Romania plans to buy Patriot missiles from U.S. defense contractor Raytheon to help protect its airspace, Reuters reported Thursday.
A senior Defense Ministry official told Reuters that the purchase is a part of the NATO member’s plan to modernize its military and will slightly increase its annual spending on defense.
Romania has been a NATO member since 2004 and a strong U.S. ally in eastern Europe. The country’s defense budget was 1.7 percent of its gross domestic product in 2016 and is set at 2 percent this year — a NATO benchmark.
“The Patriot missile defense system is part of the multilevel air defense system of Romania's airspace. We're assessing all options to develop this program," top Gen. Nicolae Ionel Ciucă told reporters.
“It is important to say the program will start this year.”
The missiles would join six new General Dynamics-made F-16 fighter jets for an integrated air defense system. A U.S. ballistic missile defense station is already stationed in Romania.
A Raytheon spokesperson confirmed to Reuters that Romania has announced its intent to buy the Patriot missile.
"Raytheon has a longstanding relationship with Romania and will work closely with the U.S. and Romanian governments to ensure this NATO partner achieves its defense objectives,” the company said in a statement.

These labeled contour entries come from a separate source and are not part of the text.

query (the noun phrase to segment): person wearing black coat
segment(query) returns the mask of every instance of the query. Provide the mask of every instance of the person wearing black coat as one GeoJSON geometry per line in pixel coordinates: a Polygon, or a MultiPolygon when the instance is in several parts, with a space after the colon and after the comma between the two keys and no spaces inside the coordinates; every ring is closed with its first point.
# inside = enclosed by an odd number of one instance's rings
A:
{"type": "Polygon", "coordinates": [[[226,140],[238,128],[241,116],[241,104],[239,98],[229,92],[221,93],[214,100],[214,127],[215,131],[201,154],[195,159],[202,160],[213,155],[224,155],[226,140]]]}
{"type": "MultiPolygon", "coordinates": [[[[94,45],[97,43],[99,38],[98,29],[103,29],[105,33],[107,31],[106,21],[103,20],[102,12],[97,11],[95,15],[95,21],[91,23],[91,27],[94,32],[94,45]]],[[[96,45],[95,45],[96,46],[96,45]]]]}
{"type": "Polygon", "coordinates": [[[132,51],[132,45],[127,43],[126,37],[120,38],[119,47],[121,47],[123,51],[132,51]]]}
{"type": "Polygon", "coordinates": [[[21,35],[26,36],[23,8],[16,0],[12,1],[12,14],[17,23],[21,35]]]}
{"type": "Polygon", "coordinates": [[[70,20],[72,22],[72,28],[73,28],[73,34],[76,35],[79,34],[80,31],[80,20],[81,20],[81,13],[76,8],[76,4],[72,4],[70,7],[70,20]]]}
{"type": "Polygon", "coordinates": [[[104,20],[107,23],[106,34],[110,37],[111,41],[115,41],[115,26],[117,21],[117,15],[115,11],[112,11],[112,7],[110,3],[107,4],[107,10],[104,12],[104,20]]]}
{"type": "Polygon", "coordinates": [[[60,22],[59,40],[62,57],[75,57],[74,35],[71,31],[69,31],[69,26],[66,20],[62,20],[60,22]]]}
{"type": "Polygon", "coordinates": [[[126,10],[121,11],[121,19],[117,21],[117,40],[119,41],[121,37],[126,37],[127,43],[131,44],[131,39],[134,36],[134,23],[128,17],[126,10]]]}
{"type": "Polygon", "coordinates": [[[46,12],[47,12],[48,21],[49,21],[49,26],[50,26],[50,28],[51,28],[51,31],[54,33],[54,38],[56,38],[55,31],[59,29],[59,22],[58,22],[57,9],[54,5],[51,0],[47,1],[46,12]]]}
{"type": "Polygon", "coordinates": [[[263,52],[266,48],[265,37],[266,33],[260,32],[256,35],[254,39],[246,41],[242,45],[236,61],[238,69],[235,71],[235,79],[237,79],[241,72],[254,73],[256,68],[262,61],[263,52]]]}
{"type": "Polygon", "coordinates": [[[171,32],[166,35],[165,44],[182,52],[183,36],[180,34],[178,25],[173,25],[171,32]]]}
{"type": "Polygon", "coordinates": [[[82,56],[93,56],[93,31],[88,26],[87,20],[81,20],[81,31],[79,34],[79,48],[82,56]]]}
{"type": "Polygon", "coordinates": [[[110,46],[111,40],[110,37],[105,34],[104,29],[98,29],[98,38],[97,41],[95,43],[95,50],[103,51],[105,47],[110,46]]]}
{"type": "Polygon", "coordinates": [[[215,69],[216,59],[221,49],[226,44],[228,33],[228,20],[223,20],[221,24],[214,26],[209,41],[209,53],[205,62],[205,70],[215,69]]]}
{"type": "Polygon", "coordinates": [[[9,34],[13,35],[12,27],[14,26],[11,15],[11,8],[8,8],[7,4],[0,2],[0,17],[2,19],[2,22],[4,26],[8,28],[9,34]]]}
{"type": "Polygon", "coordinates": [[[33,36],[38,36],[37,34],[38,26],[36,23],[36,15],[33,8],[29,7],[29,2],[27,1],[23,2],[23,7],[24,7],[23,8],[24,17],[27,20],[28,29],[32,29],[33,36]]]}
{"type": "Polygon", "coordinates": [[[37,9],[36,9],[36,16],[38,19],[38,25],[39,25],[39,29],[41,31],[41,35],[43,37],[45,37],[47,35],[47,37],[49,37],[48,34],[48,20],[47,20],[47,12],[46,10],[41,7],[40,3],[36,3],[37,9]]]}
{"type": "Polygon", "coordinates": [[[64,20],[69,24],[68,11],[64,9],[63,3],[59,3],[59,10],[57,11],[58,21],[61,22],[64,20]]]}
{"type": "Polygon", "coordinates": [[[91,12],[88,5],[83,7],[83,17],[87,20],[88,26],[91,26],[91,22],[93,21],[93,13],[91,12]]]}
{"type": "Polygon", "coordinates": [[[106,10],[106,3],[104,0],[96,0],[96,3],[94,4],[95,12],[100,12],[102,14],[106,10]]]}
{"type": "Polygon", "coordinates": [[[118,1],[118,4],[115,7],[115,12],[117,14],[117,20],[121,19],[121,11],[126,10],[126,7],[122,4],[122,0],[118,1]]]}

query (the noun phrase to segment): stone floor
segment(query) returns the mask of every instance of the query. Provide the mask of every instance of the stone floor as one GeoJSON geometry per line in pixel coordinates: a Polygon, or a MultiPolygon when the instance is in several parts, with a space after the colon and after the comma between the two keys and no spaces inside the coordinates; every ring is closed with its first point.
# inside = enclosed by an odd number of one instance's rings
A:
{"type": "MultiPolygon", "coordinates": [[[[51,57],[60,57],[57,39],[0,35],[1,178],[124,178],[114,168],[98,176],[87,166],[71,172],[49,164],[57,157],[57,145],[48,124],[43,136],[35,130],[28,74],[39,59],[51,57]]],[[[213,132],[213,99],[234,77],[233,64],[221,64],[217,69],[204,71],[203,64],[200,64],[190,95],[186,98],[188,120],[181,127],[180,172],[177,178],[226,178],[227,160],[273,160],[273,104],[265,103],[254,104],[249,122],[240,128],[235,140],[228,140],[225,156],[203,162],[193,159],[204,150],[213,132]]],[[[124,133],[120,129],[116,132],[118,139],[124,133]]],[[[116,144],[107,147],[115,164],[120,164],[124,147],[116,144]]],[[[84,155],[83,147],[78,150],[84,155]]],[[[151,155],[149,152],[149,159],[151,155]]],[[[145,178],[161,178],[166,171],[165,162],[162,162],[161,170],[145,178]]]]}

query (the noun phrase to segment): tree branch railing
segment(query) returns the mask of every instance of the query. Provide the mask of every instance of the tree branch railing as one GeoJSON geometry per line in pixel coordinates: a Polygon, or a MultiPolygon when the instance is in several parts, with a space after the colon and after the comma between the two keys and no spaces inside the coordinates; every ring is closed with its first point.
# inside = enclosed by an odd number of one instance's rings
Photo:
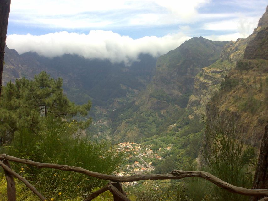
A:
{"type": "MultiPolygon", "coordinates": [[[[144,175],[137,175],[129,176],[120,177],[95,172],[79,167],[74,167],[65,165],[58,165],[36,162],[28,159],[23,159],[9,156],[4,154],[0,154],[0,166],[3,169],[6,175],[7,183],[8,201],[15,201],[16,198],[9,197],[8,191],[15,191],[15,183],[12,177],[18,178],[24,183],[26,186],[36,195],[42,201],[47,200],[25,178],[11,170],[9,166],[8,161],[12,161],[36,166],[38,168],[47,168],[57,169],[63,171],[68,171],[81,173],[90,177],[98,179],[109,180],[109,183],[102,188],[95,191],[85,199],[83,201],[90,201],[99,195],[110,191],[112,194],[114,200],[115,201],[131,201],[126,196],[126,193],[122,189],[121,182],[129,182],[140,180],[158,180],[163,179],[180,179],[189,177],[198,177],[209,181],[218,186],[232,193],[252,196],[263,196],[259,201],[268,200],[268,189],[251,189],[245,188],[232,185],[222,181],[212,175],[200,171],[184,171],[174,170],[169,173],[144,175]]],[[[13,193],[14,194],[14,193],[13,193]]]]}

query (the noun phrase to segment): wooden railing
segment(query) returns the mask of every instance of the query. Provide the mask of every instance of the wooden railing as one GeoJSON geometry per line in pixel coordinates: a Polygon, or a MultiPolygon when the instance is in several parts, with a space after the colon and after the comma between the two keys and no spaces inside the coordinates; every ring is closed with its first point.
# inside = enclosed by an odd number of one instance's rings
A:
{"type": "Polygon", "coordinates": [[[0,154],[0,166],[4,169],[7,182],[7,191],[8,201],[16,200],[16,189],[13,177],[16,177],[23,182],[43,201],[47,200],[25,178],[12,170],[8,161],[12,161],[36,166],[38,168],[46,168],[57,169],[63,171],[69,171],[84,174],[98,179],[109,180],[107,185],[90,195],[84,201],[89,201],[99,195],[107,191],[112,194],[114,200],[116,201],[131,201],[126,196],[122,188],[121,182],[129,182],[142,180],[157,180],[159,179],[179,179],[188,177],[198,177],[207,180],[215,184],[232,193],[252,196],[263,196],[259,201],[268,201],[268,189],[251,189],[233,186],[206,172],[199,171],[184,171],[175,170],[167,174],[146,174],[137,175],[128,177],[119,177],[95,172],[79,167],[74,167],[65,165],[44,163],[35,162],[7,155],[0,154]]]}

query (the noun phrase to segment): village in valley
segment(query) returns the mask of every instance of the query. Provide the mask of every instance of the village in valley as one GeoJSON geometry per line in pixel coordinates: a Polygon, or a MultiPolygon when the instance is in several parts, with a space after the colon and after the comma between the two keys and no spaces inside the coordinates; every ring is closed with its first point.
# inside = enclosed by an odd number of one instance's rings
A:
{"type": "MultiPolygon", "coordinates": [[[[122,151],[130,152],[128,160],[123,169],[117,173],[118,176],[130,176],[134,174],[149,173],[154,170],[152,165],[154,161],[161,160],[162,157],[159,155],[165,151],[170,150],[171,147],[164,148],[159,148],[155,151],[151,149],[153,145],[142,145],[135,142],[123,142],[117,144],[116,146],[117,152],[122,151]]],[[[137,182],[125,183],[127,185],[134,185],[137,182]]]]}

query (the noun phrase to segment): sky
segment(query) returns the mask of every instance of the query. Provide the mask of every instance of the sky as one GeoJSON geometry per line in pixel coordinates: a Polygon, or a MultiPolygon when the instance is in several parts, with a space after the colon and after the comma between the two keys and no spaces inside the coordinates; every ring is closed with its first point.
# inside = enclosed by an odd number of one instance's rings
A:
{"type": "Polygon", "coordinates": [[[129,63],[202,36],[253,32],[267,0],[12,0],[6,43],[19,54],[64,54],[129,63]]]}

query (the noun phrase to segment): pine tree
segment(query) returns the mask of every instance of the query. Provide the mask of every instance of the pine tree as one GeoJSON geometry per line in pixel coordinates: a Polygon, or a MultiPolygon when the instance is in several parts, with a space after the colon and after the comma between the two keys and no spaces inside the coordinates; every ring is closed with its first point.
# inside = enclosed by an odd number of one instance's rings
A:
{"type": "MultiPolygon", "coordinates": [[[[35,133],[46,128],[50,121],[70,121],[76,115],[85,116],[91,106],[77,105],[63,93],[62,79],[55,79],[45,72],[30,81],[25,78],[11,81],[3,89],[0,106],[0,135],[2,144],[8,142],[15,132],[23,128],[35,133]]],[[[78,122],[82,129],[88,126],[91,118],[78,122]]],[[[2,144],[1,144],[2,145],[2,144]]]]}

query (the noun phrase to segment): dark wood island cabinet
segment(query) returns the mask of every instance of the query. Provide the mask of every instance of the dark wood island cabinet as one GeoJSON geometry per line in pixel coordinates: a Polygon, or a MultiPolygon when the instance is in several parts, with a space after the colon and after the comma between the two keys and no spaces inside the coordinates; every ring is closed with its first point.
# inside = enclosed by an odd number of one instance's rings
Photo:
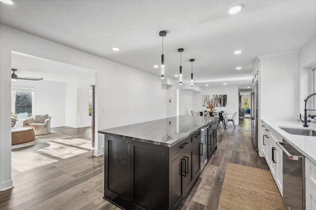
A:
{"type": "Polygon", "coordinates": [[[104,198],[126,210],[177,209],[201,172],[200,129],[212,128],[212,153],[216,122],[183,115],[99,131],[105,140],[104,198]]]}

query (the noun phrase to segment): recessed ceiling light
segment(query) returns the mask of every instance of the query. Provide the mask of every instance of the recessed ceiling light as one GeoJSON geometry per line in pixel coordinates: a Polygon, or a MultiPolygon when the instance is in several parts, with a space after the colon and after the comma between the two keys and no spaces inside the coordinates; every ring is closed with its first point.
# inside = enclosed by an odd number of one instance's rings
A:
{"type": "Polygon", "coordinates": [[[236,14],[237,13],[240,11],[243,7],[243,4],[237,5],[234,7],[231,8],[231,9],[229,10],[229,12],[230,13],[230,14],[236,14]]]}
{"type": "Polygon", "coordinates": [[[13,3],[13,2],[11,0],[0,0],[0,1],[3,2],[3,3],[5,3],[8,4],[12,4],[13,3]]]}

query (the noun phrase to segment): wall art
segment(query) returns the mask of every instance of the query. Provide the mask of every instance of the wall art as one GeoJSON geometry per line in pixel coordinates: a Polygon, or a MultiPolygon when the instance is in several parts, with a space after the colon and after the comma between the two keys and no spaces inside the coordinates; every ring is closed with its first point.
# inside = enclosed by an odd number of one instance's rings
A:
{"type": "Polygon", "coordinates": [[[212,104],[216,107],[226,106],[227,105],[227,95],[202,95],[202,106],[207,106],[208,104],[212,104]]]}

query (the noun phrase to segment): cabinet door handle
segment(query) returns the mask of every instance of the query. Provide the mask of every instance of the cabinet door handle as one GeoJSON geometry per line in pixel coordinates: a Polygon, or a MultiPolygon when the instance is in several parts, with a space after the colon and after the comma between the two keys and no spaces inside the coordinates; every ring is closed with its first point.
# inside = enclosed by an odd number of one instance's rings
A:
{"type": "Polygon", "coordinates": [[[188,146],[188,145],[189,144],[190,144],[190,143],[188,143],[187,142],[186,142],[184,143],[182,145],[181,145],[180,146],[179,146],[179,147],[183,148],[184,149],[187,146],[188,146]]]}
{"type": "Polygon", "coordinates": [[[187,160],[185,159],[181,159],[181,175],[182,176],[187,176],[187,160]],[[183,172],[183,162],[184,161],[184,172],[183,172]]]}
{"type": "Polygon", "coordinates": [[[199,149],[199,155],[202,156],[203,155],[203,144],[202,143],[198,143],[198,144],[200,145],[200,147],[198,147],[199,149]]]}
{"type": "Polygon", "coordinates": [[[276,150],[276,147],[272,147],[272,162],[274,163],[276,163],[276,160],[275,160],[275,150],[276,150]]]}
{"type": "Polygon", "coordinates": [[[187,172],[187,174],[189,174],[189,157],[184,156],[184,158],[187,159],[186,161],[187,162],[187,164],[186,164],[187,167],[186,169],[186,172],[187,172]]]}

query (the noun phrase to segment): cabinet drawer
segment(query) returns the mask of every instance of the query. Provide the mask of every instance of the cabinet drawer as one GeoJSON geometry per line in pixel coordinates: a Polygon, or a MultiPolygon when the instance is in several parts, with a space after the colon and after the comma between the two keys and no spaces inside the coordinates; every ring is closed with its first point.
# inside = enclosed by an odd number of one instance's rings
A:
{"type": "Polygon", "coordinates": [[[305,178],[316,189],[316,165],[305,158],[305,178]]]}
{"type": "Polygon", "coordinates": [[[190,135],[171,147],[171,162],[193,144],[193,135],[190,135]]]}
{"type": "Polygon", "coordinates": [[[193,136],[194,137],[195,143],[198,140],[200,141],[201,140],[201,130],[199,130],[198,131],[197,131],[196,133],[194,133],[194,134],[193,135],[193,136]]]}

Thirteen countries including five NATO partners own Patriot systems.
Poland expects to sign a $7.6 billion deal with Raytheon to buy eight Patriot missile defense systems by the end of this year, its Defense Minister Antoni Macierewicz said last month.
The sale may add more tension to Russia-NATO relations. Russian President Vladimir Putin has said Moscow views the missile defense systems in eastern Europe as a "great danger" and will be forced to enhance its own missile strike capability.